The idea of eLawyering can be traced to the early days of the Internet when such early pioneering law firm web sites such as Siskind Susser Bland first appeared in 1995. In January 2000, William Paul, then President of the American Bar Association, created the ABA eLawyering Task Force to help law firms deliver on-line legal services. Thus, the idea of eLawyering was formally recognized as a way of delivering legal services. President Paul’s vision was that lawyers would be able to use the power of the Internet to serve clients of moderate means who have been priced out of the legal market. In fact the concept of eLawyering is much broader than that, and law firms of all sizes are using the Internet to serve clients of all income levels in ways that enhance client service and increase lawyer productivity.

Marc Lauritsen, co-chair of the eLawyering Task Force in an article in Law Practice Magazine in January-February, 2004, p. 36, succinctly defined eLawyering as:

“all the ways in which lawyers can do their work using the Web and associated technologies. These include new ways to communicate and collaborate with clients, prospective clients and other lawyers, produce documents, settle disputes and manage legal knowledge. Think of a lawyering verb—interview, investigate, counsel, draft, advocate, analyze, negotiate, manage and so forth—and there are corresponding electronic tools and techniques.”

This is a good start to understanding the concept of eLawyering. In addition to this definition I would add that eLawyering is an attitude about how to build a law firm business model which exploits web technologies for competitive advantage. The core of this business model is a law firm web site that incorporates interactive and web-enabled applications that supports interaction between lawyer and client along a number of dimensions.

During the Internet bubble the venture capital industry poured almost $50 million into a cluster of Internet legal sites that attempted to connect lawyers delivering legal services to this so-called “latent-market” for legal services. Most of these companies, including,, and collapsed when venture capital stop flowing in 2001. In the following years, most law firms created what I call “first-generation” web sites that are ether little more than expanded yellow page ads, or at best, provide substantive content and free legal information to prospective clients. Only recently have we seen the emergence of law firm web sitesthat help clients solve their legal problems over the Internet in a way that is both satisfying and price competitive.

Moreover, with the rise of non-lawyer, well-capitalized legal service companies, likeLegalZoom which is reputedly generating more than $160,000,000 in annual revenues, there is a renewed interest in the legal profession, particularly among solos and small law firms, in exploring new ways to deliver legal services on-line.

It is time to re-visit the subject of eLawyering.

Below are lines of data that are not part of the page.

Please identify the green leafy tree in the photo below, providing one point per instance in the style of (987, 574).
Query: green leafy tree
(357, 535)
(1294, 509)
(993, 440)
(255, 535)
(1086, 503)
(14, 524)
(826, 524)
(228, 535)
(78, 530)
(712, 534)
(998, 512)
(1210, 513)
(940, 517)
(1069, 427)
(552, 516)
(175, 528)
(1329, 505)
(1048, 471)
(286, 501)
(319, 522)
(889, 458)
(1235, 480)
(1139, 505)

Hence the inauguration of this blog.

This eLawyering Blog will report and comment on:

  • virtual law firm web site sites that demonstrate eLawyering;
  • regulatory obstacles to eLawyering and virtual practice;
  • technologies that support eLawyering and virtual law practice;
  • ethical issues related to eLawyering and virtual law practice and the delivery of legal services;
  • new models for the delivery of legal services to the broad middle class ( e.g. access to justice issues) .
  • marketing and legal service delivery issues;
  • new business models for law firms and alternative legal service providers;
  • and other subjects that that are related to delivering legal services online.

The opinions expressed in this blog are the personal opinions of Richard Granat and not the opinions of SmartLegalForms., Inc., a consumer-focused legal information services provider, or DirectLaw, Inc., a virtual law firm platform provider, companies that I provide leadership to as Founder and CEO, or the American Bar Association, or any other entity or organization with which I am associated.